Eppure molto già si sa e – volendo – molto già si potrebbe fare per ridurre i rischi e migliorare la salute dei bambini e dei giovani: un articolo comparso su Pediatrics a novembre 2016 dal titolo emblematico: “Strategie ambientali ed economiche per la prevenzione primaria del cancro nelle prime fasi della vita” ha stimato che siano oltre 7.000 i casi di cancro infantile evitabili ogni anno negli Stati Uniti, riducendo le esposizioni ambientali nocive. Ridurre le esposizioni ambientali non è una utopia, visto che, nel medesimo articolo, si porta l’esempio del Massachusetts in cui, dal 1990 al 2010, le misure ambientali adottate hanno portato ad una riduzione di oltre il 90% nelle emissioni di cancerogeni noti o sospetti quali cadmio, cromo, ftalati, etilene ossido, formaldeide, metilene, tricloroetilene, percloroetilene.

In Italia la situazione ambientale è a dir poco drammatica, basti pensare ai livelli di polveri sottili presenti in queste settimane nelle nostre città o quanto si sta registrando in Veneto in cui si prevede l’utilizzo di plasmaferesi per abbassare i livelli di composti perfluoroalchilici (Pfoa, Pfas). Ed è ormai noto che le sostanze estranee presenti nei nostri corpi passano dalla madre al feto, problema su cui si concentra sempre più l’attenzione dei professionisti che si dedicano alla salute riproduttiva. Una indagine condotta su 268 donne in stato di gravidanza negli Stati Uniti ha ricercato nelle loro urine o nel sangue la presenza di 168 diverse sostanze chimiche suddivise in 10 categorie: metalli pesanti (mercurio, piombo, cadmio), composti organici volatili, ritardanti di fiamma, policlorobifenili (PCB), idrocarburi policiclici aromatici (IPA), pesticidi organofosforici, pesticidi organoclorurati, ftalati, fenoli, composti perfluorinati, riscontrando che esse sono presenti in percentuali variabili dall’88% al 100% dei soggetti.

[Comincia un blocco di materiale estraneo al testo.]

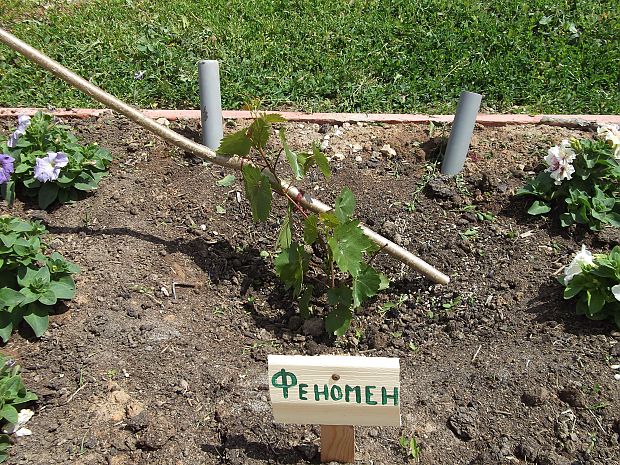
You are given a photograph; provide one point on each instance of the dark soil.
(496, 368)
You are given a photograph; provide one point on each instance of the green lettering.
(303, 391)
(317, 393)
(369, 395)
(347, 393)
(336, 392)
(385, 396)
(284, 384)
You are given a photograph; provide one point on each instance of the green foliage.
(410, 447)
(591, 197)
(31, 282)
(342, 252)
(596, 286)
(401, 56)
(87, 165)
(13, 395)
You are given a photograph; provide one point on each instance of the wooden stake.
(337, 443)
(305, 199)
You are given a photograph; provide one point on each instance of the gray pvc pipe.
(210, 103)
(460, 136)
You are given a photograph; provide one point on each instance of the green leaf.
(290, 265)
(37, 318)
(345, 205)
(339, 318)
(291, 156)
(538, 208)
(47, 194)
(304, 301)
(226, 181)
(321, 161)
(258, 192)
(9, 413)
(311, 232)
(85, 183)
(48, 298)
(596, 302)
(348, 244)
(236, 143)
(285, 235)
(8, 191)
(6, 325)
(10, 297)
(258, 132)
(365, 285)
(385, 282)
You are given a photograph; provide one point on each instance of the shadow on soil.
(239, 447)
(221, 261)
(550, 307)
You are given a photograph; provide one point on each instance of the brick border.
(339, 118)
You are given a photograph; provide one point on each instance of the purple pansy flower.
(6, 167)
(23, 122)
(48, 168)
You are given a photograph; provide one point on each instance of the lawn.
(374, 56)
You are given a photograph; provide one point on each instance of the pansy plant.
(31, 282)
(48, 162)
(581, 181)
(594, 281)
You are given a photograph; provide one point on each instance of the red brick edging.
(339, 118)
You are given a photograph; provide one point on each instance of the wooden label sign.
(335, 390)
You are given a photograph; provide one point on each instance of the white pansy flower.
(611, 133)
(18, 429)
(583, 258)
(560, 160)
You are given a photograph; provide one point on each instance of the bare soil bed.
(496, 368)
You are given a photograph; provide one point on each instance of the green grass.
(552, 56)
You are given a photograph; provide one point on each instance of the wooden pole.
(337, 443)
(306, 200)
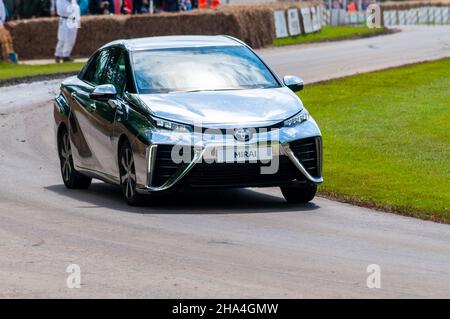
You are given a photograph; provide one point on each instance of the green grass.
(14, 71)
(386, 138)
(331, 33)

Credo che il mondo medico ed accademico nel nostro paese abbiano una responsabilità non indifferente nel non affrontare con la necessaria decisione le questioni ambientali e che – ancora una volta – il prezzo più alto di questa voce troppo fievole, per non dire assente, lo paghi l’infanzia. Purtroppo non esistono vaccini contro l’inquinamento, ma vorrei che le voci che con tanta enfasi si sono ovunque levate per promuovere le pratiche vaccinali nei bambini, si levassero anche per difenderli dal cancro e dai rischi ambientali.